The Reformers believed that the accumulation of Catholic traditions over fifteen centuries exalted the role of the church beyond its proper biblical place at the expense of biblical authority, and they further believed that Catholic teaching regarding salvation obscured the glorious gospel of grace. As a result of these excesses, many millions of souls were hindered from perceiving and therefore receiving God’s free gift of salvation; many more who managed despite these obstacles to believe unto salvation were further hindered from growing in grace through a relationship with Jesus Christ as their only mediator and with the Word of God as their immediately accessible divine revelation; and the church itself was hindered from fulfilling its calling as a priesthood of believers.

The Reformers saw this obscuring of God’s manifold gracious provision for His people as serious enough to justify fracturing the organizational unity of the visible (Western2) church and to subject themselves to the persecutions that would follow from a medieval church that wielded political as well as ecclesiastical power. The result of their having taken this bold stand has been the conversion and growth in grace of many millions of souls, including me (who was raised Catholic but only came to know Christ as personal Savior through the ministry of lay Protestants), and, more likely than not, you as well.

What has occurred since the Reformation that would make Protestants think differently about these issues? Does the Roman Catholic Church now officially embrace sola scriptura, solus Christus, sola gratia, and sola fidé? No, despite a more conciliatory attitude toward Protestants (and people of other faiths as well) since Vatican II, some progress in dialogue with Protestants on issues such as justification, and the emergence of a distinct minority of Roman Catholics, particularly in America, who walk and talk more like evangelicals than once would have been thought possible, the Roman Catholic Church has not officially reversed the anathemas enshrined in the decrees and canons of the sixteenth-century Council of Trent on those who believe the Protestant distinctives.

Catholicism does not outright deny the biblical doctrines of God, Christ, and the cross, and so it should not be viewed as a non-Christian religion or cult, and people who confess Christ as their personal Lord and Savior within its midst should be accepted as brothers and sisters in Christ. But, despite the cleaning up of many corrupt teachings and practices during Catholicism’s sixteenth-century Counter Reformation, the core dogmas that gave rise to the Reformation are still alive and well in the Catholic Church.

The good news that God has bought for us a salvation that we could never merit or improve on through the cross of Christ as a free gift to be gratefully received by faith, with assurance of salvation to follow, is not being clearly communicated to millions of people worldwide under the sway of Roman Catholicism.
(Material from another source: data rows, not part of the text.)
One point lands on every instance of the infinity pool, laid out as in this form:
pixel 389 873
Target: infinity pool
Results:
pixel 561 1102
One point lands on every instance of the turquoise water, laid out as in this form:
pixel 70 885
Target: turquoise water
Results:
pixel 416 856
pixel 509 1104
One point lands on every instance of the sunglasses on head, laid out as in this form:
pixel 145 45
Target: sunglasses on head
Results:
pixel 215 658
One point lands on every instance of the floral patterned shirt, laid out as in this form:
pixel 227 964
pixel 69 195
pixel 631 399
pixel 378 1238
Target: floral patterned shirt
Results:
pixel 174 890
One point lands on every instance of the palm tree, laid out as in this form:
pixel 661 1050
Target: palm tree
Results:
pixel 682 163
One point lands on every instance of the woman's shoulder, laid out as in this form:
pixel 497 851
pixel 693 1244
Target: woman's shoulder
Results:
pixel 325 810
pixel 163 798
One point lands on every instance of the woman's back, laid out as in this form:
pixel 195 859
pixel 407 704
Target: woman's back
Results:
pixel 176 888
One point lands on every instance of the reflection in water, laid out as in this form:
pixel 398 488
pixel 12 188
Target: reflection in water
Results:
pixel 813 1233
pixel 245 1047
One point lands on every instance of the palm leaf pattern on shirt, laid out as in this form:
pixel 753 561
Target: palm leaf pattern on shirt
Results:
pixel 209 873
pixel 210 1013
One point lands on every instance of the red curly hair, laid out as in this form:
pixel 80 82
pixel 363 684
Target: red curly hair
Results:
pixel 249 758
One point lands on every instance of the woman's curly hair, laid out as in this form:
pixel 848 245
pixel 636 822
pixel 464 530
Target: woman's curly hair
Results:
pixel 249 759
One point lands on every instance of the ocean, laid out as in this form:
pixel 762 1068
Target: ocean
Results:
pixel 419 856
The relevant question we face today therefore is, “Are the truths to which the Reformers devoted their lives, and for which they sometimes gave them, no longer worth preserving?” Do we now conclude that the Reformers got it wrong, blowing out of proportion their differences with Rome and unnecessarily dividing the church? With the salvation and subsequent growth in Christ of many millions of people at issue, the answer should be obvious.

— Elliot Miller


 

NOTES

  1. Bible quotations are from the New American Standard Bible.
  2. Eastern Orthodoxy already had been divided from Rome since the eleventh century and had never accepted the primacy of the Pope.